Core Rotation Knight Position

Dani de la Cruz

Dani de la Cruz

Co-Founder & Trainer

Core Rotation in Knight Position is an exercise that targets the core muscles, particularly the obliques. It helps to improve rotational stability and strength in the torso. Here's a description of how to perform the Core Rotation in Knight Position exercise:

  1. Starting position: Begin by kneeling on the ground with your knees hip-width apart. Sit back on your heels and keep your spine tall and straight. Place your hands together in front of your chest, palms pressed firmly against each other.

  2. Knight position: Extend your right leg straight out to the side, keeping your foot in contact with the ground. Your left knee should remain on the ground, forming a 90-degree angle. Your body weight should be evenly distributed between your right foot and your left knee.

  3. Rotation movement: Keeping your core engaged and your spine tall, slowly rotate your torso to the right side. Allow your arms to follow the movement, keeping your hands pressed together.
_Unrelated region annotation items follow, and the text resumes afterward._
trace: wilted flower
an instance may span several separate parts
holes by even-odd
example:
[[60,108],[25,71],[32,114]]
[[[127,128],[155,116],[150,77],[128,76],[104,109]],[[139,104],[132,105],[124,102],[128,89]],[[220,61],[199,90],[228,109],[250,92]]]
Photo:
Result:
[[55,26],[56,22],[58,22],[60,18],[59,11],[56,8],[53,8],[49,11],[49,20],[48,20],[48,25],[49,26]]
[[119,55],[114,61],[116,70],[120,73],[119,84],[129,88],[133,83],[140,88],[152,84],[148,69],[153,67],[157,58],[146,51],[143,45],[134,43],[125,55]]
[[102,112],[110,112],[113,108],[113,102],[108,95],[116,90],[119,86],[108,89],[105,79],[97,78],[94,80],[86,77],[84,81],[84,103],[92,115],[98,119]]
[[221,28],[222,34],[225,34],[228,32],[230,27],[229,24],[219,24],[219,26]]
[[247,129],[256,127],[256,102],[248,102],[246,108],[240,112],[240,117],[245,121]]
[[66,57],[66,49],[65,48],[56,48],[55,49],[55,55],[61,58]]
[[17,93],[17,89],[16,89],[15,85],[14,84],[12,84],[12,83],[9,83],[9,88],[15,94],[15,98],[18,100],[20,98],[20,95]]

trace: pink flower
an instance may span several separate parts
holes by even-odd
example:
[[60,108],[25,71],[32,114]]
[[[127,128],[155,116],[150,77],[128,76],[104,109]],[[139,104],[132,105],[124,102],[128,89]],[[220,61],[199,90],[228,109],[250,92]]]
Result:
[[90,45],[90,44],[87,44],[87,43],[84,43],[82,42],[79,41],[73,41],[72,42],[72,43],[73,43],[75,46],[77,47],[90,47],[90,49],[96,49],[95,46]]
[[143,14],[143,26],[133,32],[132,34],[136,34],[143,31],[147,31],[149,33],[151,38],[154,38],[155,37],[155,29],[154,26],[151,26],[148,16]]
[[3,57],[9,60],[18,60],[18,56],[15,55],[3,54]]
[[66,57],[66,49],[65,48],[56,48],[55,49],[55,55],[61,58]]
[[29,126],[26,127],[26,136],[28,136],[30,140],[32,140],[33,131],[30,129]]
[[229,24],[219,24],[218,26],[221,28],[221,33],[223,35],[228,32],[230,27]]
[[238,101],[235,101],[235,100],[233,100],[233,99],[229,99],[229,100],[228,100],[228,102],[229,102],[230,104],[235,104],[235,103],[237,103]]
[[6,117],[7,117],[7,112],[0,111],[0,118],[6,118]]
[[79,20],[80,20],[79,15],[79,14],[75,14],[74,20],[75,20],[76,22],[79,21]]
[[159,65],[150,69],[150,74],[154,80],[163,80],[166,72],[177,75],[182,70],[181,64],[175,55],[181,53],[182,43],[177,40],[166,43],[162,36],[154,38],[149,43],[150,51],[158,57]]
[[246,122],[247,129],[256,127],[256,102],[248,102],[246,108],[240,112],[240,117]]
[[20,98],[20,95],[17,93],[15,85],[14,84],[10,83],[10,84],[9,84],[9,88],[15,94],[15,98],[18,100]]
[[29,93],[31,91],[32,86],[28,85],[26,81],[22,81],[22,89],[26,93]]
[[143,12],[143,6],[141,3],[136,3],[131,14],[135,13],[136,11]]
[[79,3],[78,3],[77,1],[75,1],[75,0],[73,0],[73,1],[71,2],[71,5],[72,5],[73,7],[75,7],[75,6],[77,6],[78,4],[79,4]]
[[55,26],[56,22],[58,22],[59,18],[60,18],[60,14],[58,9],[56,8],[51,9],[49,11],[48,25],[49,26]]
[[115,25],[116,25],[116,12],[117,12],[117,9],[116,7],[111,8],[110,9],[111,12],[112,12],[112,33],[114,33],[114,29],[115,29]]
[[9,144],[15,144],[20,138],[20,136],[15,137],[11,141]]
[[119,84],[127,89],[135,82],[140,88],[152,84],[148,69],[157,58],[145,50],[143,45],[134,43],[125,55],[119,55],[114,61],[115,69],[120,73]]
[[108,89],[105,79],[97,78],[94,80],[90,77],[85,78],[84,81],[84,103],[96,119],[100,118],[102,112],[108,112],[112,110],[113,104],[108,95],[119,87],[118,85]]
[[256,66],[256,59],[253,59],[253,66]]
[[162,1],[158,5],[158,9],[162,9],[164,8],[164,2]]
Your head and gaze should also turn with the rotation.

  4. Return to center: From the rotated position, slowly return your torso and arms to the center, facing forward. Keep your core muscles engaged throughout the movement.

  5. Repeat on the other side: After completing the repetitions on the right side, switch to the left side. Extend your left leg straight out to the side and rotate your torso to the left side, following the same movement pattern as before.

  6. Repetitions and sets: Aim to perform 8 to 12 repetitions on each side to complete one set. Start with 1 or 2 sets and gradually increase as your strength and stability improve.

Important tips and considerations:

  • Maintain proper posture throughout the exercise, keeping your spine tall and your core engaged.

  • Focus on controlled movements and avoid any jerking or sudden motions.

  • Breathe naturally throughout the exercise, exhaling as you rotate and inhaling as you return to the center.

  • Start with a manageable range of motion and gradually increase as your flexibility and strength improve.

  • If you experience any discomfort or pain, adjust the range of motion or consult a fitness professional for guidance.

  • Incorporate this exercise into a well-rounded core workout routine for optimal results.